Special precautions should be taken in cases where the history of the case suggests death due to Embolism (e.g. In criminal abortion, Pneumo-thorax e g. in blunt chest trauma).

 

To determine the cause of death as suspected poisoning, appropriate specimens should be sent to Chemical Examiner, Government of the Punjab for detection of poison.

 

To determine cause of death from Pathology or to differentiate ante-mortem trauma from postmortem injuries appropriate specimens should be sent to Pathologist / Histo-pathologist to Govt. of Punjab for detection of poison.

 

Cause Of death should be commented upon clearly, in simple language stating the underlying mode of death. Accidental, homicidal & self-inflicted injuries should be commented.

 

If multiple injuries are present, it should be stated which of the injury / injuries has led to the death of the person individually or In combination.

 

Time elapsed between injury and death should be assessed from site and gravity of trauma, vital signs present in the injury etc.

 

Time between death and Postmortem Examination is to be calculated from Postmortem changes observed in the dead body.

 

After completion of Postmortem Examination, dead body along with signed police papers, carbon copy of Postmortem Examination Report and clothes of the deceased should be handed over to accompanying police officials and receipt should be taken by the Medical Examiner on the Postmortem register.

 

Body after Postmortem Examination is to be handed over to the relatives by the police officials.
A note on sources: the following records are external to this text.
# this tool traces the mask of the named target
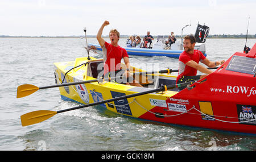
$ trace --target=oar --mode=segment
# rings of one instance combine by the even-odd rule
[[[218,68],[215,67],[215,68],[208,68],[208,69],[217,69],[217,68]],[[172,72],[179,72],[179,70],[172,70],[172,69],[167,69],[167,70],[162,70],[155,71],[155,72],[145,72],[134,73],[133,74],[134,76],[134,75],[137,75],[137,74],[142,75],[142,74],[154,74],[154,73],[161,73],[161,74],[168,73],[169,74]],[[115,78],[121,78],[122,77],[122,76],[121,76],[117,77]],[[113,78],[112,78],[113,79]],[[102,78],[101,78],[101,79],[102,79]],[[111,79],[110,78],[109,78],[109,80],[110,80],[110,79]],[[90,83],[90,82],[97,82],[98,81],[99,81],[99,79],[96,79],[96,80],[84,81],[81,81],[81,82],[70,82],[70,83],[46,86],[43,86],[43,87],[38,87],[35,85],[31,85],[31,84],[23,84],[23,85],[20,85],[18,87],[16,98],[22,98],[22,97],[24,97],[29,95],[36,92],[36,91],[38,91],[39,89]]]
[[[192,84],[192,83],[193,83],[194,82],[197,81],[198,81],[198,80],[195,80],[195,81],[191,81],[189,82],[174,84],[174,85],[168,85],[168,86],[166,86],[166,85],[162,86],[160,88],[159,88],[155,89],[151,89],[151,90],[147,90],[147,91],[143,92],[137,93],[129,94],[129,95],[127,95],[121,96],[121,97],[118,97],[117,98],[104,100],[104,101],[101,101],[100,102],[94,102],[94,103],[90,103],[90,104],[88,104],[88,105],[84,105],[69,108],[69,109],[67,109],[59,110],[57,111],[50,111],[50,110],[39,110],[39,111],[32,111],[32,112],[28,113],[27,114],[25,114],[20,116],[21,123],[22,123],[22,126],[29,126],[29,125],[32,125],[32,124],[36,124],[36,123],[39,123],[39,122],[42,122],[44,121],[46,121],[57,114],[67,112],[67,111],[71,111],[71,110],[80,109],[82,109],[82,108],[85,108],[86,107],[94,106],[94,105],[99,105],[99,104],[110,102],[112,102],[112,101],[117,101],[117,100],[134,97],[136,97],[136,96],[138,96],[138,95],[142,95],[143,94],[148,94],[148,93],[151,93],[160,92],[160,91],[163,91],[163,92],[166,91],[166,90],[167,90],[167,89],[173,89],[173,88],[176,88],[176,86],[180,87],[180,86],[186,86],[188,84]]]
[[[208,69],[216,69],[218,68],[218,67],[214,67],[214,68],[207,68]],[[143,75],[143,74],[155,74],[155,73],[160,73],[160,74],[164,74],[164,73],[171,73],[173,72],[178,72],[179,70],[172,70],[171,69],[167,69],[166,70],[162,70],[159,71],[155,71],[155,72],[139,72],[139,73],[133,73],[134,75]]]
[[[168,69],[164,70],[158,71],[158,72],[144,72],[144,73],[145,73],[145,74],[146,74],[146,73],[167,73],[168,70]],[[137,73],[139,74],[140,73],[135,73],[134,74],[137,74]],[[123,76],[121,76],[116,77],[114,78],[122,78],[122,77]],[[113,78],[113,77],[109,78],[109,80],[110,80],[110,79],[113,79],[113,78]],[[28,95],[30,95],[30,94],[36,92],[36,91],[38,91],[39,89],[94,82],[98,81],[99,80],[100,80],[100,79],[102,79],[102,78],[92,80],[87,80],[87,81],[80,81],[80,82],[75,82],[57,84],[57,85],[46,86],[43,86],[43,87],[38,87],[35,85],[31,85],[31,84],[23,84],[23,85],[20,85],[18,87],[16,98],[21,98],[21,97],[24,97],[27,96]]]
[[[47,88],[55,88],[55,87],[60,87],[60,86],[65,86],[73,85],[77,85],[77,84],[90,83],[90,82],[96,82],[96,81],[98,81],[97,79],[84,81],[80,81],[80,82],[57,84],[57,85],[46,86],[43,86],[43,87],[38,87],[35,85],[31,85],[31,84],[23,84],[23,85],[20,85],[18,87],[16,97],[21,98],[21,97],[27,96],[28,95],[32,94],[34,92],[36,92],[39,89],[47,89]]]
In case where there is a material difference in the description of external wounds on a dead body as stated by the Police in the injury statement and those observed by the Medical Examiner or where there are no marks of injury observed on the body whereas marks have been described by the police the matter should be reported to the Distract Administrative Officer who should communicate the same to the Superintendent of Police and District and Session Judge.

 

In cases of female dead bodies, the Postmortem Examination should be conducted by Female Medical officer who should, beside other examination must look for evidence of physical and sexual assault, evidence of pregnancy or any interference with it.

 

In relevant cases, the female genital tract may be sent for chemical examination if indicated.

In cases of new born / infants intra uterine age should be assessed, Signs of still or live birth should be noted down.